Here's a complete implementation (you can find a simplified version that assumes JSON/non-circular input here):

var hasOwn = Object.prototype.hasOwnProperty;
var indexOf = Array.prototype.indexOf;

function isObjectEmpty(obj) {
  for (var key in obj) {
    return false;
  }

  return true;
}

function copyKeys(obj) {
  var newObj = {};

  for (var key in obj) {
    newObj[key] = undefined;
  }

  return newObj;
}

// compares the structure of arbitrary values
function compareObjectStructure(a, b) {
  return function innerCompare(a, b, pathA, pathB) {
    if (typeof a !== typeof b) {
      return false;
    }

    if (typeof a === 'object') {
      // both or neither, but not mismatched
      if (Array.isArray(a) !== Array.isArray(b)) {
        return false;
      }

      if (indexOf.call(pathA, a) !== -1 || indexOf.call(pathB, b) !== -1) {
        return false;
      }

      pathA = pathA.slice();
      pathA.push(a);

      pathB = pathB.slice();
      pathB.push(b);

      if (Array.isArray(a)) {
        // can't compare structure in array if we don't have items in both
        if (!a.length || !b.length) {
          return true;
        }

        for (var i = 1; i < a.length; i++) {
          if (!innerCompare(a[0], a[i], pathA, pathA)) {
            return false;
          }
        }

        for (var i = 0; i < b.length; i++) {
          if (!innerCompare(a[0], b[i], pathA, pathB)) {
            return false;
          }
        }

        return true;
      }

      var map = copyKeys(a), keys = Object.keys(b);

      for (var i = 0; i < keys.length; i++) {
        var key = keys[i];

        if (!hasOwn.call(map, key) || !innerCompare(a[key], b[key], pathA,
            pathB)) {
          return false;
        }

        delete map[key];
      }

      // we should've found all the keys in the map
      return isObjectEmpty(map);
    }

    return true;
  }(a, b, [], []);
}

Note that this implementation directly compares two objects for structural equivalency, but doesn't reduce the objects to a directly comparable value (like a string).

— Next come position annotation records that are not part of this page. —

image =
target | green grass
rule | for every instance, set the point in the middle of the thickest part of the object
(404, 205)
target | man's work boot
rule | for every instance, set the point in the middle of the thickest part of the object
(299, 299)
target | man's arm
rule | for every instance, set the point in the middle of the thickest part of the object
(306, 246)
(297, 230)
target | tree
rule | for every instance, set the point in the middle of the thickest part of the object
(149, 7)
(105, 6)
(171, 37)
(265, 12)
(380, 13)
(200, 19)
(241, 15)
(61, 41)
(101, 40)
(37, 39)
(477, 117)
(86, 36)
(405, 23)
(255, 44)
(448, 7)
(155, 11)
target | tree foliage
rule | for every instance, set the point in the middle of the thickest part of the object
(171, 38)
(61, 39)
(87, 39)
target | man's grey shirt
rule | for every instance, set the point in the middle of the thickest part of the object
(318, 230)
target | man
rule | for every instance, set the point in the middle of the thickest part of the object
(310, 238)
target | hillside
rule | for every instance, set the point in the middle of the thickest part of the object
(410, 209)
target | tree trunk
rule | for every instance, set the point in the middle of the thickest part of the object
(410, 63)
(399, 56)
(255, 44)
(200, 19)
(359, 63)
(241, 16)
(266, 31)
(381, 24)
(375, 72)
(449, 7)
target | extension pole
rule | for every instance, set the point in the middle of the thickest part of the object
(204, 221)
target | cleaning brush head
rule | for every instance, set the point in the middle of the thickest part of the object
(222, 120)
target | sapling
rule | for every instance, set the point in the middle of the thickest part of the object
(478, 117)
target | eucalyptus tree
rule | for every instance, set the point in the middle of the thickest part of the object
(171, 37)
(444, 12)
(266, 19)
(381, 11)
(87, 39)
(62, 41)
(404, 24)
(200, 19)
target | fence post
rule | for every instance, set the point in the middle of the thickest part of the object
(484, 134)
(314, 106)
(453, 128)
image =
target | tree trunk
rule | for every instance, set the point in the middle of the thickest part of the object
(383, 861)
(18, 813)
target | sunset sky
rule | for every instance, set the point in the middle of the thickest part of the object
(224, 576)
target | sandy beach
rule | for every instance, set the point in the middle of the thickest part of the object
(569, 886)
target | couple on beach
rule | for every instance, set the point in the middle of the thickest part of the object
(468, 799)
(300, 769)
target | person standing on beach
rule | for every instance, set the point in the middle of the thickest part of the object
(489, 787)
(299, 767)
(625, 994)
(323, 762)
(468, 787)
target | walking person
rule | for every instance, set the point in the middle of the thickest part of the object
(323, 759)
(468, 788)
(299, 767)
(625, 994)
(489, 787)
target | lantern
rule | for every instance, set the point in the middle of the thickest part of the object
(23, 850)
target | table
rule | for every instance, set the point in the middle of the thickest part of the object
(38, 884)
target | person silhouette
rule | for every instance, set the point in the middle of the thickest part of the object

I haven't done any performance testing, but I suspect that it won't add significant value, though it will remove the need to repeatedly ensure objects are non-cyclic. For that reason, you could easily split compareObjectStructure into two functions - one to compare the structure and one to check for cycles.

Answer 3

Actually you do need to sort the keys, as they are not required to be spit out in any particular order. Write a function,

function getComparableForObject(obj) {
    var keys = Object.keys(obj);
    keys.sort(a, b => a > b ? 1 : -1);

    var comparable = keys.map(
            key => key + ":" + getValueRepresentation(obj[key])
        ).join(",");
    return "{" + comparable + "}";
}

Where getValueRepresentation is a function that either returns "String" or calls getComparableForObject. If you are worried about circular references, add a Symbol to the outer scope, repr, assign obj[repr] = comparable in the function above, and in getValueRepresentation check every object for a defined obj[repr] and return it instead of processing it recursively.